You are viewing a plain text version of this content. The canonical link for it is here.

Posted to users@kafka.apache.org by Chris Riccomini <cr...@apache.org> on 2016/02/24 01:26:27 UTC

Kafka connect JDBC DB SCNs

Hey all,

I was reviewing the Kafka connect JDBC driver, and I had a question. Is it
possible to use the JDBC driver with a look-back configured? The reason
that I ask is that there are some known issues with using a modified
timestamp:

Slide 14 here explains one with Oracle:

https://qconsf.com/sf2007/dl/QConSF2007/slides/public/JeanLucVaillant_LinkedIn.pdf?path=/QConSF2007/slides/public/JeanLucVaillant_LinkedIn.pdf

There is also some SCN-related discussion here:

https://github.com/linkedin/databus/wiki/Databus-for-MySQL

Though that is more specific to MySQL.

I am concerned that using insert IDs might not even be good enough
(assuming my tables were immutable, which they're not), since I believe
some DB storage systems might have the same issue.
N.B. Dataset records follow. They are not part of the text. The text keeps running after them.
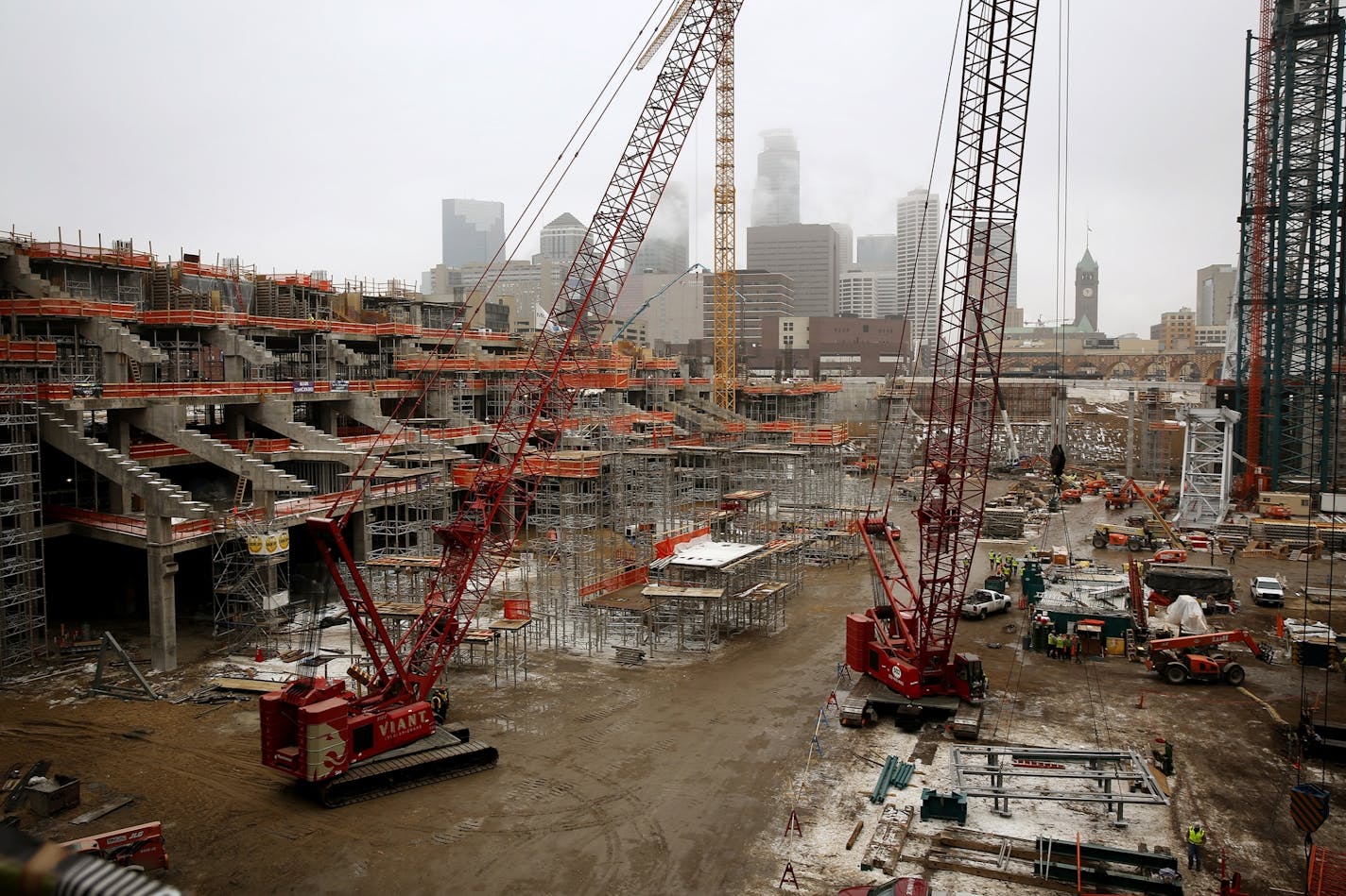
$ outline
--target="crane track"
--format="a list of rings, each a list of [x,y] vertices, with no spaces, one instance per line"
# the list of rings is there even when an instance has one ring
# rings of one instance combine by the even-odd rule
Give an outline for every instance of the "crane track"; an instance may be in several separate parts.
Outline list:
[[[425,749],[408,756],[397,756],[394,759],[376,761],[374,764],[363,768],[355,768],[339,778],[332,779],[327,786],[318,787],[316,792],[323,806],[327,806],[328,809],[341,809],[342,806],[351,806],[354,803],[378,799],[380,796],[400,794],[404,790],[415,790],[416,787],[424,787],[427,784],[448,780],[451,778],[463,778],[464,775],[486,771],[487,768],[494,768],[498,759],[499,753],[494,747],[481,741],[468,740],[460,744]],[[349,795],[342,794],[343,786],[359,786],[362,782],[377,783],[377,780],[385,775],[415,772],[417,768],[433,766],[440,761],[452,764],[440,772],[431,771],[429,774],[415,775],[402,780],[389,780],[369,791]]]

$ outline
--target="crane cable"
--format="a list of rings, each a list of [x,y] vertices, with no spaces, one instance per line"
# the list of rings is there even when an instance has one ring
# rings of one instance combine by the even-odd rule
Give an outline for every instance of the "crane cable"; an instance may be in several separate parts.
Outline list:
[[[1063,239],[1065,239],[1065,209],[1066,200],[1069,199],[1069,167],[1070,167],[1070,0],[1061,0],[1057,7],[1057,239],[1055,239],[1055,273],[1053,292],[1055,293],[1057,301],[1057,319],[1058,322],[1065,320],[1063,307],[1065,307],[1065,293],[1062,289],[1062,270],[1065,264]],[[1012,264],[1012,262],[1011,262]],[[1065,358],[1065,334],[1062,331],[1062,323],[1057,326],[1057,369],[1062,370],[1062,359]],[[1059,435],[1063,433],[1058,428],[1058,414],[1054,414],[1050,420],[1047,428],[1049,440],[1055,441]],[[1059,444],[1059,443],[1058,443]],[[1059,490],[1058,490],[1059,492]],[[1066,514],[1061,513],[1061,522],[1065,526]],[[1050,517],[1049,517],[1050,522]],[[1050,526],[1043,526],[1039,534],[1038,548],[1039,550],[1047,546]],[[1069,545],[1069,530],[1066,530]],[[1026,611],[1028,616],[1028,634],[1032,635],[1032,611]],[[1016,650],[1014,652],[1014,659],[1010,661],[1010,674],[1005,678],[1005,697],[1004,701],[1008,704],[1010,709],[1001,712],[996,717],[996,724],[992,729],[992,737],[1000,735],[1000,722],[1004,720],[1004,739],[1010,739],[1010,731],[1014,728],[1015,714],[1019,706],[1019,686],[1023,683],[1023,667],[1024,667],[1024,651]],[[1088,675],[1088,673],[1086,673]],[[1090,700],[1094,713],[1098,712],[1097,704],[1101,701]],[[1096,725],[1097,732],[1097,725]],[[1097,736],[1097,735],[1096,735]]]
[[[937,160],[940,157],[940,145],[941,145],[941,143],[944,140],[944,122],[945,122],[945,118],[948,117],[948,113],[949,113],[949,96],[953,91],[953,69],[954,69],[954,63],[958,59],[958,42],[960,42],[960,36],[962,35],[962,13],[964,13],[965,4],[966,4],[966,0],[958,0],[958,9],[957,9],[957,13],[954,15],[953,40],[950,42],[950,47],[949,47],[949,65],[948,65],[948,69],[946,69],[945,77],[944,77],[944,100],[940,104],[940,122],[935,126],[934,147],[931,148],[931,152],[930,152],[930,168],[929,168],[929,174],[926,175],[926,200],[925,200],[925,204],[921,207],[921,227],[917,231],[917,245],[915,245],[914,258],[913,258],[913,262],[911,262],[911,273],[907,277],[907,284],[906,284],[906,287],[907,287],[906,295],[907,295],[909,300],[910,300],[910,297],[913,295],[913,289],[915,288],[917,270],[919,268],[919,258],[921,258],[921,245],[922,245],[922,242],[926,238],[926,219],[929,218],[929,210],[930,210],[930,190],[934,187],[934,170],[935,170],[935,163],[937,163]],[[937,221],[937,223],[935,223],[934,242],[935,242],[935,257],[938,257],[940,239],[944,235],[944,215],[937,214],[935,215],[935,221]],[[899,239],[900,239],[900,235],[899,235]],[[931,288],[931,292],[934,289],[934,283],[935,283],[937,273],[938,273],[938,265],[935,265],[934,269],[931,269],[931,272],[930,272],[930,288]],[[913,308],[911,311],[915,311],[915,309]],[[938,324],[935,326],[935,330],[938,331]],[[935,336],[938,336],[938,332],[935,332]],[[911,342],[911,320],[907,320],[907,342],[909,343]],[[917,351],[915,351],[917,357],[919,357],[919,352],[921,352],[921,350],[919,350],[919,347],[917,347]],[[913,358],[911,362],[910,362],[910,370],[911,370],[913,374],[915,373],[915,358]],[[896,362],[894,362],[894,381],[896,381]],[[892,455],[894,463],[892,463],[892,467],[888,471],[888,490],[887,490],[887,492],[883,496],[883,518],[884,519],[887,519],[888,511],[892,509],[894,491],[896,490],[896,484],[898,484],[898,465],[896,465],[896,460],[899,457],[902,457],[902,455],[903,455],[903,451],[906,448],[905,443],[906,443],[909,435],[911,435],[915,431],[915,426],[907,425],[910,422],[910,418],[913,416],[915,416],[913,413],[913,410],[911,410],[911,402],[910,401],[905,402],[905,408],[906,409],[902,412],[902,420],[898,421],[900,425],[898,428],[898,444],[895,445],[894,455]],[[879,435],[878,435],[876,441],[875,441],[875,448],[876,448],[875,455],[879,457],[879,461],[875,463],[874,471],[872,471],[872,474],[870,476],[870,498],[868,498],[868,502],[867,502],[865,517],[872,517],[874,515],[875,500],[876,500],[876,496],[878,496],[878,492],[879,492],[879,476],[883,472],[883,464],[882,464],[883,444],[887,441],[887,437],[888,437],[888,428],[891,425],[891,416],[892,416],[892,402],[888,401],[886,404],[886,406],[884,406],[883,420],[879,421]],[[914,435],[911,435],[911,440],[913,440],[913,443],[915,441],[915,436]]]

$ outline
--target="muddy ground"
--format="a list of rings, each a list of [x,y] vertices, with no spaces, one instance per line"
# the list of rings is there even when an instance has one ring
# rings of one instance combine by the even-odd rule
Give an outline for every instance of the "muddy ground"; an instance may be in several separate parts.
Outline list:
[[[1081,556],[1094,554],[1088,534],[1102,514],[1096,502],[1069,509],[1042,542],[1069,539]],[[1240,560],[1236,572],[1319,584],[1331,565]],[[984,573],[975,569],[975,581]],[[133,795],[133,805],[89,827],[163,821],[172,856],[164,879],[192,893],[777,892],[782,857],[774,844],[806,775],[818,709],[836,686],[843,619],[870,600],[864,566],[810,569],[804,593],[787,608],[785,631],[736,638],[709,657],[656,654],[633,669],[606,655],[534,651],[528,681],[498,687],[479,671],[455,673],[451,714],[475,739],[498,747],[498,767],[342,810],[314,806],[261,768],[254,702],[86,700],[78,697],[89,679],[82,671],[0,692],[0,763],[52,760],[54,771],[83,780],[85,807],[110,794]],[[1308,615],[1326,618],[1327,609],[1314,607]],[[1234,622],[1269,636],[1275,611],[1246,608]],[[1287,811],[1288,788],[1304,779],[1335,791],[1333,770],[1296,770],[1268,708],[1234,689],[1167,687],[1143,666],[1116,658],[1084,667],[1055,663],[1018,648],[1023,626],[1015,609],[960,627],[962,647],[984,658],[992,681],[988,739],[1148,751],[1156,737],[1167,737],[1176,744],[1172,809],[1162,829],[1132,829],[1133,838],[1179,850],[1186,825],[1202,818],[1209,852],[1226,849],[1250,892],[1295,888],[1303,854]],[[209,659],[205,632],[184,643]],[[183,655],[190,659],[190,650]],[[205,662],[159,683],[170,696],[186,693],[203,669]],[[1338,673],[1302,675],[1294,666],[1250,659],[1248,670],[1248,690],[1289,721],[1302,698],[1326,694],[1333,706],[1343,693]],[[859,760],[848,757],[841,740],[851,735],[865,749],[882,748],[875,731],[829,728],[828,755],[814,771],[824,763],[833,770],[814,779],[814,791],[816,782],[853,771]],[[946,749],[938,731],[931,743],[937,752]],[[821,818],[824,805],[828,796],[813,792],[802,823],[814,821],[810,813]],[[26,813],[23,821],[54,839],[90,833],[69,823],[73,814],[40,821]],[[969,811],[969,827],[992,823],[984,809]],[[919,854],[944,825],[918,822],[907,854]],[[1333,819],[1318,839],[1346,849]],[[808,854],[798,864],[801,892],[876,880],[857,865],[847,873]],[[946,873],[935,880],[1005,892]],[[1191,879],[1189,892],[1217,892],[1214,876]]]

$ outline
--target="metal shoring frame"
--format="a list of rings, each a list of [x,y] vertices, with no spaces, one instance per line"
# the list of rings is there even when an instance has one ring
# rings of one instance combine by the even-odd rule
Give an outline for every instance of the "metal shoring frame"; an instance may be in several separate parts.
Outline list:
[[[1010,766],[1001,764],[1003,759]],[[1086,768],[1042,768],[1014,766],[1015,760],[1034,763],[1069,764],[1084,763]],[[1110,763],[1112,770],[1105,768]],[[1136,771],[1123,771],[1131,766]],[[1159,788],[1159,782],[1149,772],[1144,757],[1133,749],[1057,749],[1050,747],[954,747],[953,748],[954,788],[968,796],[989,796],[992,807],[1001,815],[1010,815],[1011,799],[1038,799],[1051,802],[1104,803],[1108,811],[1116,810],[1114,826],[1127,823],[1124,807],[1127,803],[1145,806],[1167,806],[1168,798]],[[975,787],[969,782],[976,775],[988,776],[989,787]],[[1102,792],[1085,790],[1018,790],[1005,787],[1005,779],[1047,779],[1057,782],[1093,782]],[[1143,792],[1132,792],[1131,786],[1140,784]],[[1116,784],[1116,788],[1114,788]],[[1123,787],[1125,784],[1125,788]]]

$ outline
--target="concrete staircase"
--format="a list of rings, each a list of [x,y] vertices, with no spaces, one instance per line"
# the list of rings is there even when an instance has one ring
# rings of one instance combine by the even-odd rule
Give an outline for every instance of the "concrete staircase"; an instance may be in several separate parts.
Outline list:
[[[172,482],[116,452],[110,445],[83,435],[55,413],[39,410],[38,425],[43,441],[143,499],[145,513],[187,519],[203,519],[210,515],[209,505],[192,500],[188,492]]]
[[[359,465],[361,452],[353,451],[341,439],[331,436],[316,426],[295,421],[293,404],[267,402],[262,405],[244,405],[244,416],[249,420],[277,432],[285,439],[297,443],[304,451],[322,451],[334,455],[336,463],[345,464],[350,470]]]
[[[342,410],[346,412],[347,417],[369,426],[374,432],[398,432],[401,429],[404,432],[415,433],[412,436],[416,440],[413,444],[420,445],[423,448],[433,448],[446,460],[450,460],[452,463],[462,463],[464,460],[476,460],[462,448],[458,448],[440,439],[427,437],[424,433],[421,433],[420,429],[415,426],[404,428],[400,422],[394,421],[392,417],[385,416],[378,409],[377,400],[370,398],[369,396],[351,396],[351,400],[346,404],[345,408],[342,408]],[[448,422],[450,426],[468,426],[476,422],[474,420],[467,418],[466,416],[462,414],[456,416],[462,417],[463,422]]]
[[[108,354],[125,355],[145,366],[168,362],[168,355],[131,332],[116,320],[106,318],[85,318],[79,322],[79,338],[92,342]]]
[[[4,258],[4,281],[9,284],[15,292],[28,296],[30,299],[73,299],[65,289],[58,289],[46,277],[32,273],[32,268],[28,264],[28,256],[23,253],[12,253]]]
[[[332,365],[339,367],[346,367],[349,373],[351,369],[359,369],[369,363],[369,358],[355,351],[346,343],[343,343],[335,334],[324,332],[323,342],[331,348]]]
[[[246,455],[233,445],[188,429],[182,422],[182,408],[147,408],[128,414],[131,424],[144,432],[178,445],[206,463],[227,470],[236,476],[252,480],[253,488],[264,491],[314,491],[314,487],[297,476],[273,467],[253,455]]]
[[[254,367],[269,367],[276,363],[276,355],[267,346],[242,335],[233,327],[219,324],[205,334],[205,342],[225,352],[226,358],[241,358]]]

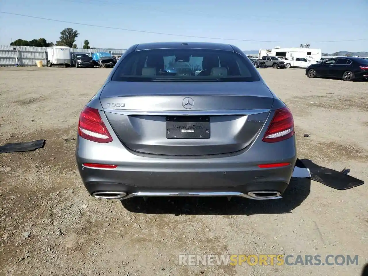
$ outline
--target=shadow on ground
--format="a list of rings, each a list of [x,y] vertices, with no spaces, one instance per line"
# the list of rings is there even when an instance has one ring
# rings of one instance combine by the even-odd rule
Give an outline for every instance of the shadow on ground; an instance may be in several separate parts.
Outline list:
[[[245,215],[291,213],[307,198],[310,192],[311,180],[293,177],[280,199],[253,200],[224,197],[141,198],[121,201],[128,211],[146,214],[181,215]]]

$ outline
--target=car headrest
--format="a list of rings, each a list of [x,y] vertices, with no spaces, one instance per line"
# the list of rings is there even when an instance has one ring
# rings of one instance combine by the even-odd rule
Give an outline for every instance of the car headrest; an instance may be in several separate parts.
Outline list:
[[[150,67],[144,67],[142,70],[142,75],[155,76],[156,75],[156,68]]]
[[[227,75],[227,68],[224,67],[215,67],[211,69],[211,76],[226,77]]]

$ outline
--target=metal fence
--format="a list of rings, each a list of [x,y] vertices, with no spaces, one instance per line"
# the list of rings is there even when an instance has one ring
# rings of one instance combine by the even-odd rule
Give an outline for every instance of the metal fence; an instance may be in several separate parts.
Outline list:
[[[14,66],[18,63],[21,66],[36,66],[37,61],[42,60],[44,65],[47,63],[47,48],[29,46],[0,45],[0,66]],[[123,54],[126,49],[82,49],[71,48],[72,53],[92,53],[109,52],[113,54]]]

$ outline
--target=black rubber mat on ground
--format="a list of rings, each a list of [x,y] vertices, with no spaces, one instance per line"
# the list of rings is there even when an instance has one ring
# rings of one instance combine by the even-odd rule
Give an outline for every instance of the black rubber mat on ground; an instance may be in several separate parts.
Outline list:
[[[0,146],[0,153],[34,151],[36,149],[43,148],[45,141],[45,140],[37,140],[23,143],[6,144]]]
[[[346,190],[364,183],[362,180],[343,172],[321,167],[309,159],[297,159],[295,165],[299,167],[309,169],[312,180],[336,190]]]

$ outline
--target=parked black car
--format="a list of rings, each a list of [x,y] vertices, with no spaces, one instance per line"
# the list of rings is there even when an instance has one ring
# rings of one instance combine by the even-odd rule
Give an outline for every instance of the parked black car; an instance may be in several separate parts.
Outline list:
[[[92,58],[88,54],[84,53],[73,53],[71,55],[71,61],[72,64],[77,68],[95,67]]]
[[[305,75],[309,78],[329,77],[346,81],[368,79],[368,60],[351,57],[334,57],[310,65],[305,69]]]

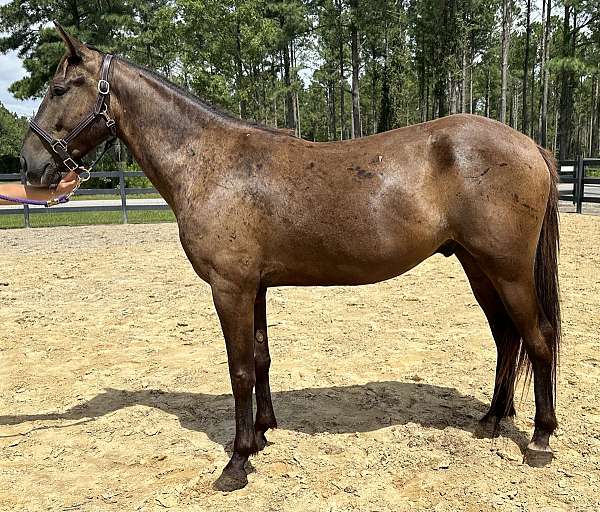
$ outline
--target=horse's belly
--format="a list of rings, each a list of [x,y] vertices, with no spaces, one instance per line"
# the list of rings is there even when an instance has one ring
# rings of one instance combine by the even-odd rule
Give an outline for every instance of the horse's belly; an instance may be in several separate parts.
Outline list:
[[[437,234],[436,234],[437,235]],[[290,241],[263,271],[267,286],[343,286],[391,279],[427,259],[444,242],[431,233],[373,240],[348,239],[347,244]]]

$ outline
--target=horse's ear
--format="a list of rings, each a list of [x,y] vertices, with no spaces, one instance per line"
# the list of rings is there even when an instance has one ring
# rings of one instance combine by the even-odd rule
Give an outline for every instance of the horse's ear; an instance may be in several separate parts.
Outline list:
[[[67,45],[70,56],[81,58],[84,44],[76,37],[68,34],[58,21],[55,21],[54,25],[56,25],[56,30],[58,30],[58,34],[60,35],[61,39],[65,42],[65,45]]]

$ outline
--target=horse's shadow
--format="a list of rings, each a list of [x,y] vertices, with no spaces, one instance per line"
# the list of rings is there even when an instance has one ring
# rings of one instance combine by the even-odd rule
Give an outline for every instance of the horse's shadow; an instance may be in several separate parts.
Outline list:
[[[478,419],[487,406],[456,389],[413,382],[369,382],[362,385],[306,388],[273,393],[279,426],[307,434],[370,432],[407,423],[478,432]],[[119,409],[144,405],[179,418],[186,429],[205,432],[224,447],[234,435],[233,398],[229,394],[167,392],[157,389],[106,389],[64,412],[0,416],[0,425],[30,421],[94,420]],[[32,430],[68,425],[36,426]],[[523,451],[528,439],[512,422],[502,434]],[[0,437],[2,436],[0,433]]]

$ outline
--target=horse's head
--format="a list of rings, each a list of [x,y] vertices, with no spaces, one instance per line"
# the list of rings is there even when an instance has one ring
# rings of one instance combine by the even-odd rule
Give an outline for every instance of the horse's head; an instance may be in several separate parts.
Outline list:
[[[73,170],[74,162],[79,162],[105,140],[111,134],[111,128],[114,130],[108,124],[108,114],[97,112],[89,124],[72,136],[73,130],[77,132],[90,113],[107,108],[108,94],[100,107],[98,98],[101,89],[108,92],[108,84],[99,85],[104,56],[67,34],[58,24],[57,30],[67,52],[25,135],[21,151],[21,169],[34,186],[48,187],[58,183]],[[63,144],[65,138],[67,143]],[[64,151],[63,145],[66,146]]]

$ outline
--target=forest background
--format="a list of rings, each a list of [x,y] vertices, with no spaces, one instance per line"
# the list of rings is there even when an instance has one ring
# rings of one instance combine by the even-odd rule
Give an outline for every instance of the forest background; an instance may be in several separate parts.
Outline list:
[[[52,20],[309,140],[466,112],[560,159],[600,155],[598,0],[12,0],[0,52],[26,70],[16,98],[43,96],[64,52]],[[17,166],[26,126],[0,105],[0,166]],[[117,147],[111,165],[128,159]]]

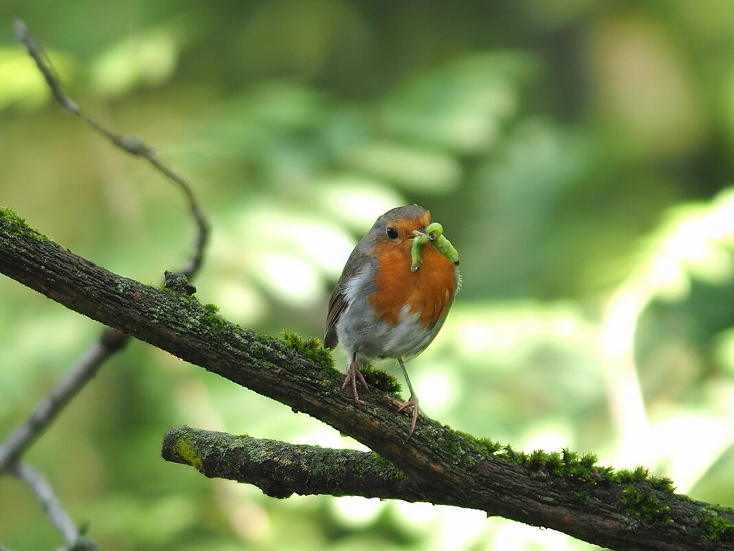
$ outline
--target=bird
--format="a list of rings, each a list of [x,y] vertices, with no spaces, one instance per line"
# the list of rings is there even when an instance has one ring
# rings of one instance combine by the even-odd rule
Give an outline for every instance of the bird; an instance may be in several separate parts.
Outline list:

I think InnoDB's pkey
auto increment ID commit order is even tunable based on config.

I would rather get some duplicates than lose data if at all possible. Can I
configure the JDBC driver to subtract some number from the offset to
prevent (or drastically reduce) lost data?

Cheers,
Chris

Re: Kafka connect JDBC DB SCNs

Posted by Chris Riccomini <cr...@apache.org>.

Given how messed up MySQL is, in particular, it seems to me like adding a
config that can do a loobback (either ID or timestamp-based) would we
useful, and pretty straight forward to add. This will at least help in
preventing data loss, at the expense of duplicate rows. If people *really*
care about not losing data, they can configure a second connector to do
bulk loads on a more periodic basis. Thoughts?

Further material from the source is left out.